Le bateleur 02/02/2006 21:31

Je viens trop tard
Jean-Pierre n' a pas résisté aux assauts de la fée (sourire)
C'est drôle ce premier échange
j'ai failli proposer Viviane comme auteurePhiléas ! ... Rien ne pouvait me faire plus plaisir qu'un sillon, un labour marin du poète paysan qui entendait la langue qui tient toutes les languescelui qui a écrit l'incroyable "au delà des grammaires"
Merci Jean-Pierre de ce bain de jouvence

Jean-Pierre CRESPIN 03/02/2006 20:56

Tu as raison Luc. Entre Philéas et Viviane, il y a finalement tant de points de convergence ! C'est l'une des raisons pour lesquelles j'avais proposé ce poème à votre sagacité.Oui, "l'au-delà des grammaires" va bien plus loin que "la grammaire est une chanson douce"...C'est vrai que lire Philéas Lebesgue est à la fois un plaisir juvénile et une satisfaction de sage ; enfin on essaie !

Russalka 01/02/2006 20:21

Waouuuuuuuuuuuuhn...J'adore ces jeux de pistes, cela réveile en moi des instincts de pisteuses, je respire la poussière des mots, le tam tam des mots les courbes des phrases qui tranchent le paysage de leurs sinueux lassos, ...Encore.Ah c'est vrai, ce n'est que le premier. Bon tu ne diras pas que je n'ai pas l'esprit logique comme on me l'a asséné toute ma jeunesse( viviane tu es incohérente, tu n'est qu'une littéraire, qu'une artiste qu'une....tu ne seras jamais douée pour les maths et patati et patata... une carrière d'astronome tuée dans l'oeuf (en plus c'est vrai, j'ai lu je ne sais combien de bouquins d'astronomie et de météorologie))

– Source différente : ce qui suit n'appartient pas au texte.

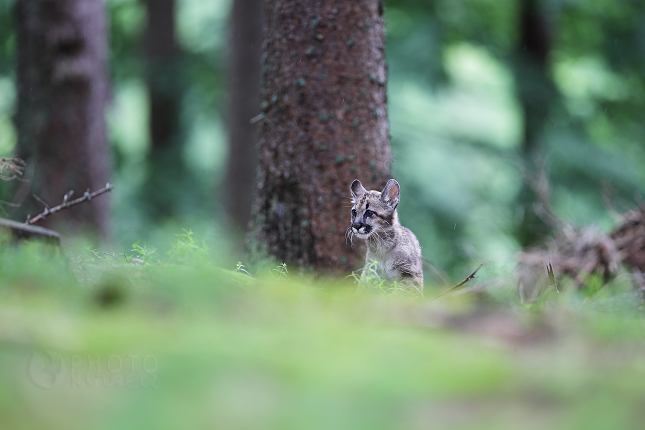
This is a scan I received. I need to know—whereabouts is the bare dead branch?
[432,263,484,300]
[546,261,560,294]
[0,157,27,182]
[25,182,114,225]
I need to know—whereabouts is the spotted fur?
[347,179,423,291]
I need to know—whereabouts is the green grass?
[0,239,645,430]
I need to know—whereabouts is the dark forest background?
[0,0,645,272]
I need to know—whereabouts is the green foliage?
[0,242,645,430]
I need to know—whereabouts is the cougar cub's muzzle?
[352,221,372,234]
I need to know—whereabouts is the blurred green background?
[0,0,645,430]
[0,0,645,273]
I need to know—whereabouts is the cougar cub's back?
[349,179,423,291]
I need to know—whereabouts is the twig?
[546,261,560,294]
[0,157,26,182]
[432,263,484,300]
[25,182,114,225]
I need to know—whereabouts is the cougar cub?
[348,179,423,291]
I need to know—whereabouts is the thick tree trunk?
[249,0,390,272]
[142,0,190,220]
[15,0,109,235]
[224,0,264,236]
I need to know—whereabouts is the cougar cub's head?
[350,179,400,240]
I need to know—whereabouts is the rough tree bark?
[15,0,109,236]
[224,0,264,236]
[249,0,390,272]
[141,0,184,220]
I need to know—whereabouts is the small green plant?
[235,261,252,276]
[128,240,157,264]
[271,263,289,278]
[168,229,208,263]
[349,260,405,296]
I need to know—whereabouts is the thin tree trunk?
[224,0,264,236]
[249,0,390,272]
[142,0,184,220]
[15,0,109,236]
[514,0,558,246]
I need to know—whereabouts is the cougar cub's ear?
[381,179,401,209]
[349,179,367,200]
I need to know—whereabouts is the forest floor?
[0,239,645,430]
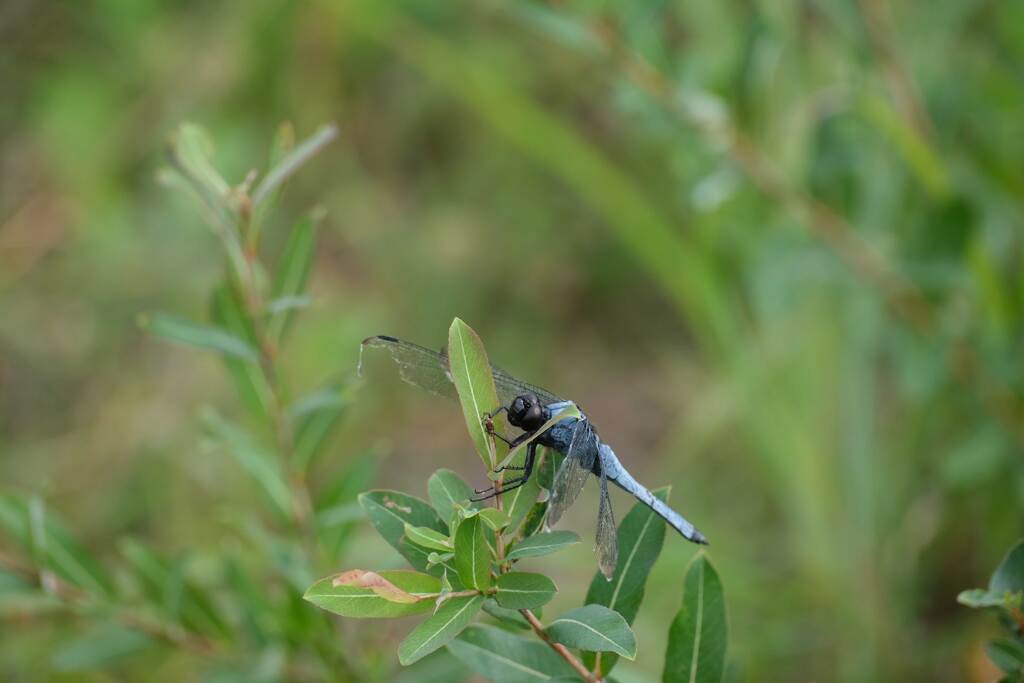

Jean-Pierre CRESPIN 01/02/2006 21:52

J'ai adoré suivre les pistes de Laponie il y a déjà plus de trente ans de cela ! Que le temps passe vite !...Mais les pistes des Chasseurs de loups ou autres trappeurs du grand nord restent familères pour moi tant j'ai lu les récits de leurs exploits simples comme la vie du "Dernier trappeur" de Pascal Vannier. (Cf texte 2 de Luc)Moi, je ne dis pas ça pour l'esprit logique : je sais que tu l'as ! Hypothético-déductif et intuitif en prime...Euh justement c'est la passion de l'astronomie qui a fait faire des bonds de géants aux mathématiques : en Mésoamérique (chez les Mayas notamment) ; en Mésopotamie ; en Inde (progrès fabuleux !) dans les pays arabo-musulmans à la suite, puis en Europe et derechef sur le continent américain etc...L'astronomie est une discipline fascinante - mais comme on dit sans cesse qu'il y a toujours des nuages en Normandie - j'ai des excuses pour n'avoir encore jamais regardé nos planètes, nos constellations et "l'immense solitude de ces espaces infinis" qui ne m'effraie pas, moi. Au contraire, j'adore ! Tu verras Viviane un soir d'été comme le ciel de Hauteville est magique, comme sur les plus hauts sommets du monde !Bravo à toi ! fée des vers qui parsèment les champs d'étoiles !

Viviane 30/01/2006 23:42

Prenons les choses avec calme.il s'agit d'un poète suffisamment éclairé des universaux pour trouver en son temps les mots qui toucheraient l'universalité émotionnelle.il habitait dans une région où les plages étaient parsemées de rochers, avec des plaines de blés ou de fourrage pas très loin;C'est très délicat comme poésie, d'un raffinement inouï, avec ces rythmes surtout, ces cassures du rythmes qui accompagnent le sac et ressac.le 48 ème parallèle  cela va de la normandie à la meuse.Il y a une recherche musicale très sobre et en même temps accomplie;Ce ne serait pas ce poète dont tu me parlais et dont je ne trouve jamais aucun livre, Philéas Lebesgue?Allez, je joue mon Joker, Philéas Lebesgue, pour la souplesse de la langue, la musicalité et l'universalité des items.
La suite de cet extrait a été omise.